Stand on artificial ripening

Sapre said Devgad Taluka Amba Utpadak Sahakari Sanstha Maryadit was totally against the use of any chemical to ripen the fruit, because there is no need to do so as it diminishes the quality of the fruit. He added, “Instead, we ripen the fruit naturally using hay, and that is why the quality is superior. In fact, it is because of this that we are in a position to command a certain price.”

“The issue of artifical ripening has cropped up because of the weird manner in which the market is structured. Mangoes that come into the market first fetch a higher price. This brings in a tendency among traders to pull in the fruit as soonas possible from the farmers, ripen them artificially and sell them off equally fast. To do so, calcium carbide – a banned product, because it is known to cause cancer and is therefore unfit for human consumption – is used,” he said.

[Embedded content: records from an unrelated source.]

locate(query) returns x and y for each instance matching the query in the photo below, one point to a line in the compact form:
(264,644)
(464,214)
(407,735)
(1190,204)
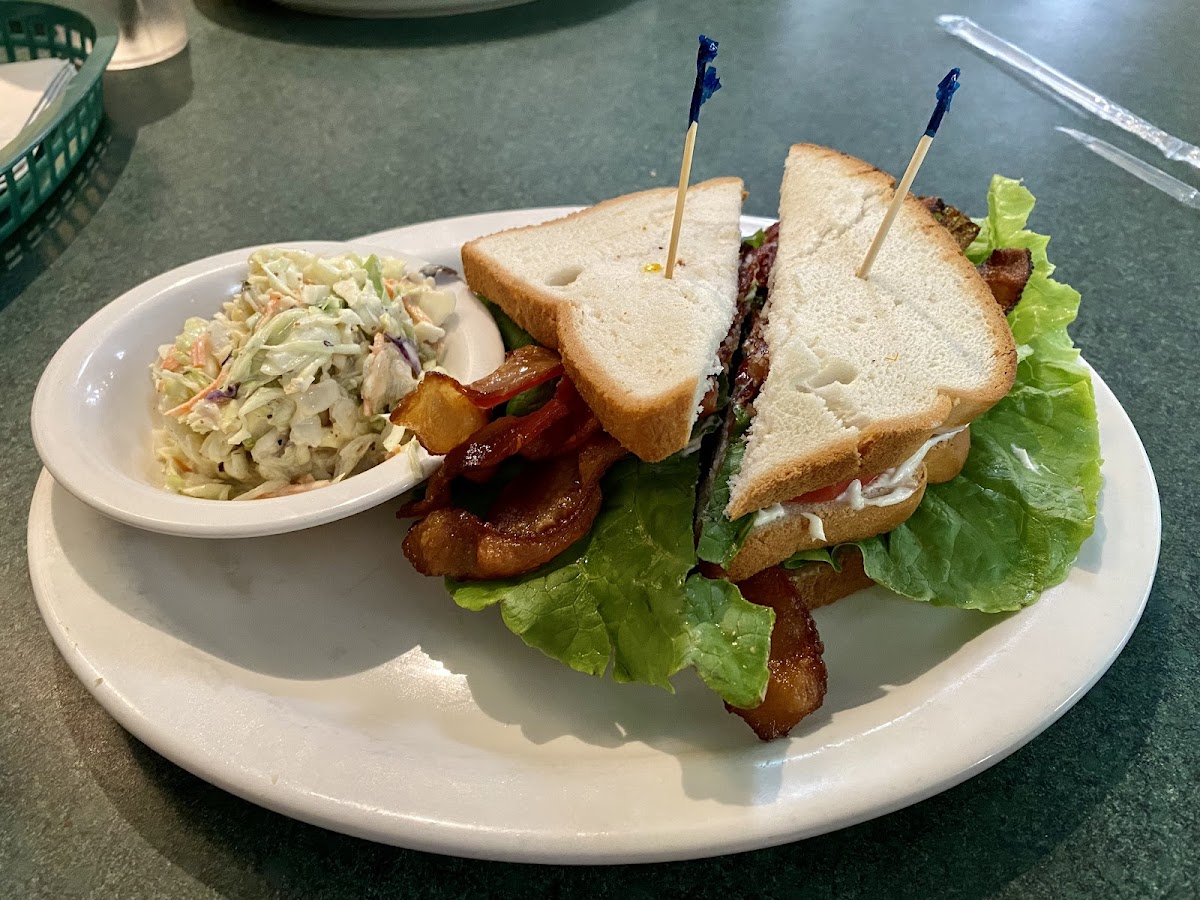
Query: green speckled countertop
(275,126)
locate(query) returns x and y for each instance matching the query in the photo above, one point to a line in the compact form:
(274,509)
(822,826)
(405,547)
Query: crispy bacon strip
(539,514)
(1007,271)
(753,274)
(523,369)
(496,442)
(959,225)
(797,684)
(439,413)
(443,413)
(570,432)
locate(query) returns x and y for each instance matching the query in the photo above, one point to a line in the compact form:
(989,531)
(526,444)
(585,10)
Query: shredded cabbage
(289,387)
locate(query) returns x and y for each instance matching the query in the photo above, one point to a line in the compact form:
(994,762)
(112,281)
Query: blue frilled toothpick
(946,89)
(707,84)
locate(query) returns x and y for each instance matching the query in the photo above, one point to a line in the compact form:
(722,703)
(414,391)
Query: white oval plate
(319,676)
(94,409)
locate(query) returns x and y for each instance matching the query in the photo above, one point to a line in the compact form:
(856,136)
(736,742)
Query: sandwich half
(852,394)
(641,349)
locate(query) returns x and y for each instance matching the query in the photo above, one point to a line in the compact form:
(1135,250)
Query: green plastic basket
(42,155)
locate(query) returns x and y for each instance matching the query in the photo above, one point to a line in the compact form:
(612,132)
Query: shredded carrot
(189,405)
(201,349)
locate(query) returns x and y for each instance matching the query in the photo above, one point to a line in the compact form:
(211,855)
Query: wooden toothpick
(707,84)
(946,89)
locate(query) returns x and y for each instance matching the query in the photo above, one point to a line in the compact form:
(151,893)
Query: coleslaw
(289,387)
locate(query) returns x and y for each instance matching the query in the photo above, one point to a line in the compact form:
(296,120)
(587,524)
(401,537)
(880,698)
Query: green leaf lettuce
(623,594)
(1012,523)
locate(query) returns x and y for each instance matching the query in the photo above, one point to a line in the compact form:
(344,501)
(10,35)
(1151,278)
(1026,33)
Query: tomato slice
(823,495)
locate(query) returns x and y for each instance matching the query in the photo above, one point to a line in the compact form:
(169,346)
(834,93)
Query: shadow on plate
(261,18)
(341,600)
(132,100)
(966,837)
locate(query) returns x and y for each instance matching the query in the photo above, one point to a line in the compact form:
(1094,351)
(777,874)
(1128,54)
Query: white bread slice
(639,347)
(863,371)
(771,544)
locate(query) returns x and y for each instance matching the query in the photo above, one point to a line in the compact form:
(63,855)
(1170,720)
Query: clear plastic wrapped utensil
(1152,175)
(1083,96)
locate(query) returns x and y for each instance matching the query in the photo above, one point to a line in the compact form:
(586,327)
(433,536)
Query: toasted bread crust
(886,444)
(651,430)
(945,461)
(777,541)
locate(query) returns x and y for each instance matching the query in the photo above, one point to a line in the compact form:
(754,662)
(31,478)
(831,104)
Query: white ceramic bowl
(94,412)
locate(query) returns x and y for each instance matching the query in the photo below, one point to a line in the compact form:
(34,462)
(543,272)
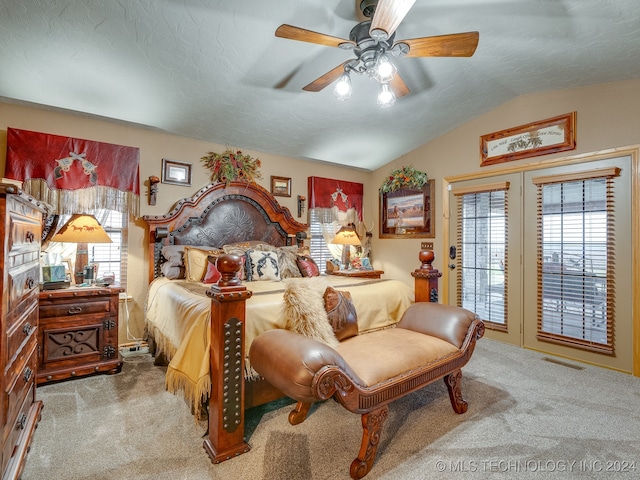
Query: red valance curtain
(74,175)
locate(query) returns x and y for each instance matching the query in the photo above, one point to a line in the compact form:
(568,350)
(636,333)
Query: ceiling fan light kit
(371,41)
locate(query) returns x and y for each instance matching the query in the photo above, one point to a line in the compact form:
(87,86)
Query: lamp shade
(81,228)
(346,236)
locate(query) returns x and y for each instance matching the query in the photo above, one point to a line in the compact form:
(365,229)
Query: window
(575,259)
(482,260)
(110,257)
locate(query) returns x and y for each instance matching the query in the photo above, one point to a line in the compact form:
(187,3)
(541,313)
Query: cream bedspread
(178,318)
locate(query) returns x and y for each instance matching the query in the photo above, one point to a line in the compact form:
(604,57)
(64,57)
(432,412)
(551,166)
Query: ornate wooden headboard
(218,215)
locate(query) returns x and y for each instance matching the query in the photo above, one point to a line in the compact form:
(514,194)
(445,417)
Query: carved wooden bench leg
(299,413)
(453,382)
(371,430)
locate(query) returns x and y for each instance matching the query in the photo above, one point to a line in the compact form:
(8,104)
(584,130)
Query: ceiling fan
(372,41)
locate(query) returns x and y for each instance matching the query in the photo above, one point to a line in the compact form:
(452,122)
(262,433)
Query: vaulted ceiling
(214,70)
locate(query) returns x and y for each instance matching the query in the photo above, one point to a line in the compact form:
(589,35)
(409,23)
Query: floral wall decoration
(232,165)
(405,177)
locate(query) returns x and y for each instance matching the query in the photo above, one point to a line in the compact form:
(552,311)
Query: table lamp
(82,229)
(346,237)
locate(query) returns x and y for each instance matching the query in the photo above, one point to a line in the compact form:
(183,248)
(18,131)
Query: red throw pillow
(307,266)
(212,274)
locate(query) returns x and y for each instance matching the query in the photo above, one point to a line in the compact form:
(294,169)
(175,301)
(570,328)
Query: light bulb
(342,90)
(386,98)
(385,70)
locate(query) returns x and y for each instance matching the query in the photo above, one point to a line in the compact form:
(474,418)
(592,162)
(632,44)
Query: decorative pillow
(307,266)
(173,255)
(263,265)
(195,261)
(172,272)
(304,311)
(212,275)
(240,248)
(287,261)
(341,313)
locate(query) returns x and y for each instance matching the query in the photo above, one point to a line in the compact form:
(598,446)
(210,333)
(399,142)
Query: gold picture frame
(548,136)
(280,186)
(408,212)
(176,173)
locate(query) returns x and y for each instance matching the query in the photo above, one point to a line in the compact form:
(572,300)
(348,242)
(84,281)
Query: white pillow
(263,265)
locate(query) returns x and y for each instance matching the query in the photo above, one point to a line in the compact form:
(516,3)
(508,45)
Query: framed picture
(408,213)
(176,173)
(552,135)
(280,186)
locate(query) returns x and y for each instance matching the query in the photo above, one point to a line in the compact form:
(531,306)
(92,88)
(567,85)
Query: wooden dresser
(78,332)
(21,224)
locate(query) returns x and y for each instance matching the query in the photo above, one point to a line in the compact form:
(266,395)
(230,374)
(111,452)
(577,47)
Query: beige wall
(154,146)
(608,116)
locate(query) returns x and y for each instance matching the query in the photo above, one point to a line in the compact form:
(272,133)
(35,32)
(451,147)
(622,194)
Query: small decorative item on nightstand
(346,237)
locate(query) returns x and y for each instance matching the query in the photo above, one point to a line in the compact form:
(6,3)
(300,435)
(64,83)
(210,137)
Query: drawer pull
(27,328)
(22,421)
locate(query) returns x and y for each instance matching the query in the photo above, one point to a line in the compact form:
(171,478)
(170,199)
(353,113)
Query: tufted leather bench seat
(368,371)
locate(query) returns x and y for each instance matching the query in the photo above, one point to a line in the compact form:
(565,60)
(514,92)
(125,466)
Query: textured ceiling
(213,70)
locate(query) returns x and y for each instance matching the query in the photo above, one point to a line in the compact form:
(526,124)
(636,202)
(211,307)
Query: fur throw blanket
(304,309)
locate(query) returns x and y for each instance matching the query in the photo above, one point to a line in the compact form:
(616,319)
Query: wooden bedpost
(426,278)
(225,438)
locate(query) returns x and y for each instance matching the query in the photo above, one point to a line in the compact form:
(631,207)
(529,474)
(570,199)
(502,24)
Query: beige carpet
(527,418)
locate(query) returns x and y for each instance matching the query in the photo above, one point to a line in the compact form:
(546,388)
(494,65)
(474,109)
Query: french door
(543,256)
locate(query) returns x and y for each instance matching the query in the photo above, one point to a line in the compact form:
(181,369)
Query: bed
(205,330)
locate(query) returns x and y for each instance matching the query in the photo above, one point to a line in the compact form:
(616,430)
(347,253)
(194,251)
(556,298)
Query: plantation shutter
(576,261)
(482,234)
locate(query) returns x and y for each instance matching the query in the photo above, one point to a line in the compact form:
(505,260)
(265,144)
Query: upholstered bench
(368,371)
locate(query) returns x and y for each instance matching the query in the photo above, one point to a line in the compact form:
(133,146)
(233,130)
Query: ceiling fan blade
(387,17)
(302,35)
(454,45)
(326,79)
(398,86)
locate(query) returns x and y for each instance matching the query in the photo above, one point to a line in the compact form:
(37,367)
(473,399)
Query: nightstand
(78,332)
(358,273)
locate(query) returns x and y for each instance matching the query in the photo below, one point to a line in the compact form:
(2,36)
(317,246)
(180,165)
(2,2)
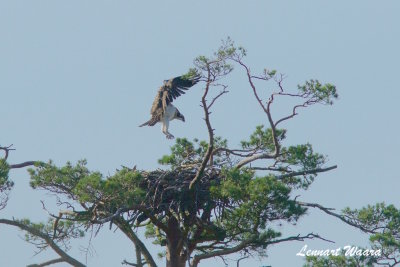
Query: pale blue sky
(77,77)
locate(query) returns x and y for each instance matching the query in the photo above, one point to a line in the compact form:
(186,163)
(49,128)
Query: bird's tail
(146,123)
(150,122)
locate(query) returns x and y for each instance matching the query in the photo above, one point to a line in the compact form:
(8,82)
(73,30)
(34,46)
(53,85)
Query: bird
(162,109)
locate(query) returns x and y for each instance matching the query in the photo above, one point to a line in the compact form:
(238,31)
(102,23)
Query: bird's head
(179,116)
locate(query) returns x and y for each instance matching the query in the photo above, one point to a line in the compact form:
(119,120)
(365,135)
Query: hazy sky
(78,77)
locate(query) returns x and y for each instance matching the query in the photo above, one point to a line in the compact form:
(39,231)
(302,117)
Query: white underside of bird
(162,109)
(169,115)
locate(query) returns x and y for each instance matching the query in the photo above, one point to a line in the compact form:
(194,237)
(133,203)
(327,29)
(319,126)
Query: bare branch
(47,263)
(341,217)
(127,230)
(313,171)
(6,150)
(23,164)
(210,148)
(46,238)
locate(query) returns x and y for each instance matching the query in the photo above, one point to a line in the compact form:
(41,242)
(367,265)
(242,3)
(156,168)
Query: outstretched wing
(171,90)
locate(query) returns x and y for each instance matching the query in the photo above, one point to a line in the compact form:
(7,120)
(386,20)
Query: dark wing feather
(171,89)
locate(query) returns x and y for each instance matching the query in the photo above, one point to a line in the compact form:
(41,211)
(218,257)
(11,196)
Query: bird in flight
(162,110)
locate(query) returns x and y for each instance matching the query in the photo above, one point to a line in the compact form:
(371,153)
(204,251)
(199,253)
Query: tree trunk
(175,254)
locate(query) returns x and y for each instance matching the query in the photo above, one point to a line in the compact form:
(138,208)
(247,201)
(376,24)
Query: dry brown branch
(66,258)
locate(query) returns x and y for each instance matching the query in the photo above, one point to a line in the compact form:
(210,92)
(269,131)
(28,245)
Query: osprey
(162,110)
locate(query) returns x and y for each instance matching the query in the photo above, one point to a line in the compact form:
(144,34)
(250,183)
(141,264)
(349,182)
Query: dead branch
(66,258)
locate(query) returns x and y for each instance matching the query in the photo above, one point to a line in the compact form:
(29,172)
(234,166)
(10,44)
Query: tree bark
(175,255)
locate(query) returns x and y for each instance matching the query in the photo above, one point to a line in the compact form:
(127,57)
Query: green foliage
(186,153)
(218,65)
(66,230)
(5,184)
(193,72)
(262,139)
(319,93)
(78,183)
(336,261)
(384,221)
(251,203)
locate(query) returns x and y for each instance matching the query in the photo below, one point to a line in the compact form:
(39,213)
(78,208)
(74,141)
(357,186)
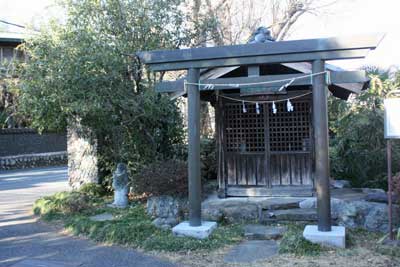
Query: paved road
(24,242)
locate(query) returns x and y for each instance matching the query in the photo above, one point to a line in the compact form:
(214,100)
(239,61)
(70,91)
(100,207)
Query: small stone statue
(261,35)
(120,185)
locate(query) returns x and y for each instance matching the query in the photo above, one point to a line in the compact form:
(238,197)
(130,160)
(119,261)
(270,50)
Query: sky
(346,17)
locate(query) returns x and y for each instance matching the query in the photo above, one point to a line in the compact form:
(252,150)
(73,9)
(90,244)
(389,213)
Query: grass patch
(130,227)
(293,242)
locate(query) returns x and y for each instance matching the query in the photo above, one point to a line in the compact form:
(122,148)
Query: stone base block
(335,238)
(199,232)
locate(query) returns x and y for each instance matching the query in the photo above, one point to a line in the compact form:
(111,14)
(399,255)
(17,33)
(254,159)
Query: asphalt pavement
(26,242)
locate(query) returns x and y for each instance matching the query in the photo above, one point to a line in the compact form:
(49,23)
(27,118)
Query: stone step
(250,251)
(263,232)
(280,203)
(290,215)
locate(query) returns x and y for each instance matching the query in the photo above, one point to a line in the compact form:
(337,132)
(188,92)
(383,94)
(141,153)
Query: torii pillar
(195,227)
(324,232)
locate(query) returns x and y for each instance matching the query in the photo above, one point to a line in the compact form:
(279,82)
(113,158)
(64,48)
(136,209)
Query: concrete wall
(27,141)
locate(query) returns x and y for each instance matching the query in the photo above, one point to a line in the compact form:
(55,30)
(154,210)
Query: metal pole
(193,76)
(389,160)
(320,121)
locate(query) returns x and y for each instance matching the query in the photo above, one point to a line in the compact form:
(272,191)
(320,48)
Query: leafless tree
(237,19)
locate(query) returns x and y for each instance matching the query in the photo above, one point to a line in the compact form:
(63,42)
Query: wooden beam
(337,77)
(226,62)
(366,41)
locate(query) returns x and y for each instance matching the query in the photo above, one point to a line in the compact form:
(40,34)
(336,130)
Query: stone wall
(82,156)
(28,141)
(33,160)
(167,211)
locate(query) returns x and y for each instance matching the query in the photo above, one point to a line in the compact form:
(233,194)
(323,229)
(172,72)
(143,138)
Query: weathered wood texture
(266,149)
(366,41)
(251,60)
(337,77)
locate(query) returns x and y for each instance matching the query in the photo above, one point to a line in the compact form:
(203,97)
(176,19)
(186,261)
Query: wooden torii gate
(315,51)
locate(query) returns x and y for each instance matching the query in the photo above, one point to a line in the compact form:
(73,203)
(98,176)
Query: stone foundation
(349,209)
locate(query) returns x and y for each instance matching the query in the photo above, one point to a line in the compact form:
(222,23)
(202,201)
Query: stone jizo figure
(120,185)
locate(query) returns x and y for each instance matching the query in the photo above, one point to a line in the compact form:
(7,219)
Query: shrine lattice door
(263,149)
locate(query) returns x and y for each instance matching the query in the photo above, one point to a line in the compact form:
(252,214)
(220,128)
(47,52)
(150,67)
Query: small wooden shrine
(271,112)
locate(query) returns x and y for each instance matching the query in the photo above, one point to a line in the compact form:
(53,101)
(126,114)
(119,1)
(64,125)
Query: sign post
(392,131)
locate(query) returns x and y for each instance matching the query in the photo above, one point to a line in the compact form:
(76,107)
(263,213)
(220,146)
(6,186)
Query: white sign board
(392,118)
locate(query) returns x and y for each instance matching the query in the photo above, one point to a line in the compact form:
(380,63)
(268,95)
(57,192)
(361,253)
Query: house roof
(11,37)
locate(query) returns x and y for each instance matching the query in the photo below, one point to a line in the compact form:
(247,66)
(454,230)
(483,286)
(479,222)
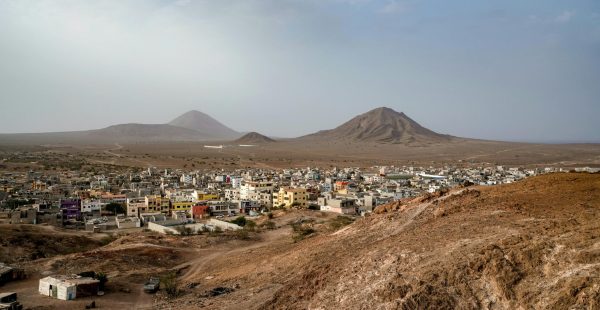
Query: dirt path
(197,265)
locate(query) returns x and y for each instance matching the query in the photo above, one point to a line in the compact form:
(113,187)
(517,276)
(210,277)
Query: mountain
(204,124)
(381,125)
(254,138)
(147,132)
(191,126)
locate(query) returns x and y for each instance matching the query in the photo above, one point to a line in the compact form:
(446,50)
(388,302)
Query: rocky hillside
(381,125)
(204,124)
(533,244)
(254,138)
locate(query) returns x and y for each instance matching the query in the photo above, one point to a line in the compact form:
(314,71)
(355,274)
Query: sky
(503,70)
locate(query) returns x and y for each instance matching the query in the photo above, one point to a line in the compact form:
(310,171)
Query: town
(135,197)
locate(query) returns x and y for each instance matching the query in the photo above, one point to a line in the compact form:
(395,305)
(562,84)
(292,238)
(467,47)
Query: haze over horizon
(504,71)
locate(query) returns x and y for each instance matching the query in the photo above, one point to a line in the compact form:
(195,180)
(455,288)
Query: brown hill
(381,125)
(254,138)
(204,124)
(527,245)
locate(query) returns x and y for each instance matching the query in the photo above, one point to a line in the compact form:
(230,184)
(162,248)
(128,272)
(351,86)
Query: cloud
(565,17)
(394,6)
(182,2)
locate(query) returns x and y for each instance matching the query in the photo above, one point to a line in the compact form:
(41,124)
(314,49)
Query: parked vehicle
(152,285)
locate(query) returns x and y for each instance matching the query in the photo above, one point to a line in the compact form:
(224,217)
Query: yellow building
(200,196)
(289,196)
(156,203)
(181,206)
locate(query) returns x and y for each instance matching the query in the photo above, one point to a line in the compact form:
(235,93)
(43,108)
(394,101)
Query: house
(71,208)
(128,222)
(184,206)
(338,205)
(135,206)
(289,196)
(200,211)
(223,208)
(68,287)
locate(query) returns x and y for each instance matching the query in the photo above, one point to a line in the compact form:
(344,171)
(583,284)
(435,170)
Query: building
(71,209)
(250,189)
(338,205)
(288,197)
(199,211)
(185,206)
(68,287)
(128,222)
(134,206)
(156,203)
(90,206)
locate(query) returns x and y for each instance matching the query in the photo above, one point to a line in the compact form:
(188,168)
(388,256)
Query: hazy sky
(512,70)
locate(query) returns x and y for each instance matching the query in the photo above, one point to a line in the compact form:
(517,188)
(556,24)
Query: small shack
(68,287)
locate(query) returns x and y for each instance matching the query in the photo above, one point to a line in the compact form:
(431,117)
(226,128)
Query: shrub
(240,221)
(301,231)
(250,225)
(269,225)
(170,284)
(340,221)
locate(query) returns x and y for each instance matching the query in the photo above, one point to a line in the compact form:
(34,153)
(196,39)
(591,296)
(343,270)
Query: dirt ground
(290,153)
(533,244)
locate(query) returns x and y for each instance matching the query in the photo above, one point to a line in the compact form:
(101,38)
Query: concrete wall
(162,229)
(223,225)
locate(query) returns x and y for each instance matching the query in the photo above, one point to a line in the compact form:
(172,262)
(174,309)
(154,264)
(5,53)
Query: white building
(88,206)
(68,287)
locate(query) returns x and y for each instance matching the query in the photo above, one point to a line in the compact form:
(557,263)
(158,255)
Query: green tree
(115,208)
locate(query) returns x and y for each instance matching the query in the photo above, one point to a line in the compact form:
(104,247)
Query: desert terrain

“A point that must be noted is that calcium carbide does not really 'ripen' mangoes. Customers must understand that ripening is a bio-chemical reaction. When the fruit reaches it maturing stage, it starts producing ethylene gas, which slowly breaks down the acids in the fruit, and converts starch into sugar. It is not humanly possible to accelerate this natural biochemical reaction in the fruit,” Sapre explained.
“What calcium carbide does to mangoes is that it produces acetylene gas, which creates heat. When generated from calcium carbide, acetylene contains toxic impurities. The main application of acetylene is in welding and as a fuel, and it affects the neurological system. When acetylene fills up the box of mangoes, it heats them from outside and then the mangoes start losing their green colour and turn yellow from outside,” he added.

Sapre said, “The mangoes do turn yellow, but do not ripen. Some starch near the skin of mangoes is broken into sugar and then mangoes take a uniform yellow colour. To the customers, the mangoes look yellow, so they think it is ripe and buy it at whatever cost. However, the taste is not what the customer has paid for. Such mangoes taste pathetic.”
“Another problem for us is that almost all mangoes that look like Alphonso are sold in the market as Devgad and Ratnagiri. Now people have heard the names of these two talukas producing mangoes of top quality. When people eat such artificially-ripened mangoes thinking that they must belong to either of these talukas, and more so to Devgad, and the mangoes taste pathetic, our name takes a beating. These people do not want to buy Devgad mangoes later on, based on the fake mangoes they have eaten. So essentially the loss from artificially ripened mangoes is not just financial but all around,” he added.

Processors' viewpoint

Pavankumar Agarwal, director (commercial), Shree Mahalaxmi Agro Farms Pvt Ltd – which deals in Alphonso mangoes and their pulp – said, “We are exporters. While our products are in great demand all over the globe, Canada is a significant importer, and the company is currently in negotiations with the buyers.”

“In fact, we showcased our products at various international trade fairs, including Gulfood in Dubai, Foodex in Japan and IEF (the United Kingdom), and were present at the APEDA show as well. We own a global GAP and ISO 22000:2005-certified Alphonso mango orchard with in-house pulping and canning lines and tube-in-tube technology,” he said.

Agarwal agreed with Sapre that farmers have not got a fair deal and that the government has to look into the same with an eye on the long-term prospects for the sector. He said, “Farmers can get a good price for their product only when marketing committee charges and brokers' commissions at yards are kept in check.”

As far as the problems it faces are concerned, he said, “Improper infrastructure is a key issue. Transportation is inaequate and climate-controlled distribution hubs need to be developed.”

When quizzed about artificial ripening, Agarwal stated, “Artificial ripening as per global GAP practices is acceptable, but using hazardous chemicals to ripen the mangoes is creating a shift to the other varieties available. The Food Safety and Standards Authority of India (FSSAI) and Food and Drug Administration (FDA) Maharashtra have to look into it at the market (point of sales) level.”